Pre-foreclosure properties become available where a home owner has fallen behind in their home repayments and the bank or other lender has issued a formal demand for the repayment of all outstanding amounts by a given date. The defaulting home owner is often more likely to sell their home to a property investor than let the foreclosure process continue. They may believe they can get a higher price than if the home is foreclosed at a public auction, and will probably welcome the chance to avoid the stress of foreclosure proceedings.

There are, of course, a few steps involved in buying and profiting from a property in pre-foreclosure... and in this short article I'll outline the process for finding and negotiating to buy a pre-foreclosed home.

The first step is to find the right opportunity. Whenever a bank issues a notice of default to a mortgagor, this notice becomes a matter of public record, registered with the county recorder's Office in the county where the property is located. This information is also readily available on the Internet at various foreclosure listing sites.

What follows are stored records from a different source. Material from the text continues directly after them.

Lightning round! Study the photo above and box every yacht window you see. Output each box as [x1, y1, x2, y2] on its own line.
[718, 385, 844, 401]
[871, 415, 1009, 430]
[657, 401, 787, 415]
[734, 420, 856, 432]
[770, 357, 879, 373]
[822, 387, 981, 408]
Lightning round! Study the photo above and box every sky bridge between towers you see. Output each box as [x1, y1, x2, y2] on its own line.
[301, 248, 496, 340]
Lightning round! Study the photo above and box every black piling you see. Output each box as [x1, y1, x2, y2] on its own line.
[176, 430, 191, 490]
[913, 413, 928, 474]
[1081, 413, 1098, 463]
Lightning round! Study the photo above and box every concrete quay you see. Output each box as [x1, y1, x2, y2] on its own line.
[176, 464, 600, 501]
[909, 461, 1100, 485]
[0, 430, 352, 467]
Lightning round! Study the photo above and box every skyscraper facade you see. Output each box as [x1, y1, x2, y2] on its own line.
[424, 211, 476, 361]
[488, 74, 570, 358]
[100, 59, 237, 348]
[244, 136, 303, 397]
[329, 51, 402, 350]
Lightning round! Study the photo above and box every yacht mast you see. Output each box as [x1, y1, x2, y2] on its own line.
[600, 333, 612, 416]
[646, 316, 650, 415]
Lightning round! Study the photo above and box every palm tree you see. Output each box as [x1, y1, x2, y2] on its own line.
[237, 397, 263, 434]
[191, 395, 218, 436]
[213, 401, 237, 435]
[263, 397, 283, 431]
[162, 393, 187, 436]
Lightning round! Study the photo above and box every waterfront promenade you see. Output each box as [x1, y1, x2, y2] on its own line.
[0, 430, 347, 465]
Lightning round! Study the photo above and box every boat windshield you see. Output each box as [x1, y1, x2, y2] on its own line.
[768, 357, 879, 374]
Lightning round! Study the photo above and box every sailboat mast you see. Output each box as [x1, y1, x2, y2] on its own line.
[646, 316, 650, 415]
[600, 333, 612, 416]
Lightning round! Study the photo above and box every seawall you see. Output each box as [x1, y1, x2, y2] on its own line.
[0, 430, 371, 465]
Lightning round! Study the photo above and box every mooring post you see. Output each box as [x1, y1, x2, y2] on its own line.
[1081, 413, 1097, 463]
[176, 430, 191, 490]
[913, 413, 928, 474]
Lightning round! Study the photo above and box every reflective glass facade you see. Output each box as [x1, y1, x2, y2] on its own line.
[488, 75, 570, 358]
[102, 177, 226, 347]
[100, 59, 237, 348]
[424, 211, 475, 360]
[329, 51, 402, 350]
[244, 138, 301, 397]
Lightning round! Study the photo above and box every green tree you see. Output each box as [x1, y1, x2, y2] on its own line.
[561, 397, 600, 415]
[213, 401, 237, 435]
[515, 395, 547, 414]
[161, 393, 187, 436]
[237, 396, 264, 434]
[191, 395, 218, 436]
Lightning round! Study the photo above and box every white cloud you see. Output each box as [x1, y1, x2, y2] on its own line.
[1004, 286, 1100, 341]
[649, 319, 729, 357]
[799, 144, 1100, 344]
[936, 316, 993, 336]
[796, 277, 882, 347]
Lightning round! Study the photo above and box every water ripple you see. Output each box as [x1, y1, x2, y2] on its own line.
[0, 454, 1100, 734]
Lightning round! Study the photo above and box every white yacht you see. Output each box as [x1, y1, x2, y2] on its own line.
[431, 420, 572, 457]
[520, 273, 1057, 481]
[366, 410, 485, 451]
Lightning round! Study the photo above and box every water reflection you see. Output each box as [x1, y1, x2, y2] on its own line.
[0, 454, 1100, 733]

The next step is to contact the owner of the property. Be upfront and open, and provide whatever information you have that proves you're legitimate. The owner will likely want some reassurance that you're an honest business person - not a scam artist full of empty promises.

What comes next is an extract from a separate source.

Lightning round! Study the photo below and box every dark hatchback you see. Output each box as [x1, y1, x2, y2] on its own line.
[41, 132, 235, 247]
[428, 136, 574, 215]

If you've garnered the home owner's trust, it's time to value the property--which is the third step. You can engage or professional valuer or ask a real estate agent to appraise the value of the property. As a property investor, however, it's a good idea to become adept at valuing properties yourself.

Some of the key things to keep in mind are what similar properties in the same area are selling for on the one hand... and what similar foreclosures in the same area are going for on the other. The aim is to get a solid grasp of what the property is worth, while also getting an idea of what to offer, taking into account the state of the property, as well as any liens or other liabilities attached to the home (e.g. utility bills, property taxes, etc).

The fourth step is to work out your monetization strategy. It's one thing to buy a property at a discount to its true market value... it's another thing to realize that value. Are you aiming to flip the property or rent it out? What is your timeframe? These are the questions to think about before you make an offer.

The fifth step is to make an offer. There may be some negotiating here, but in any case, you must get agreement to the deal before approaching the bank. You also need to comply with any local state laws that restrict what you can offer.

In general, an owner will favor an offer that gives them, at most, a profit, and at least, no more debt. Meanwhile, for the deal to appeal to the bank, the offer must be at a price that yields a smaller loss to the bank than if they go through with the foreclosure process.

The sixth and final step in the pre-foreclosure process is to pay for the home. This is a matter of organizing your own financing - whether it's from your own lenders, other investors, or even obtaining a loan from the current lender.

So there you have the main steps in buying a home in pre-foreclosure. As mentioned, pre-foreclosure investing can be very lucrative, but you do need to comply with any applicable laws and have a solid monetization strategy in place.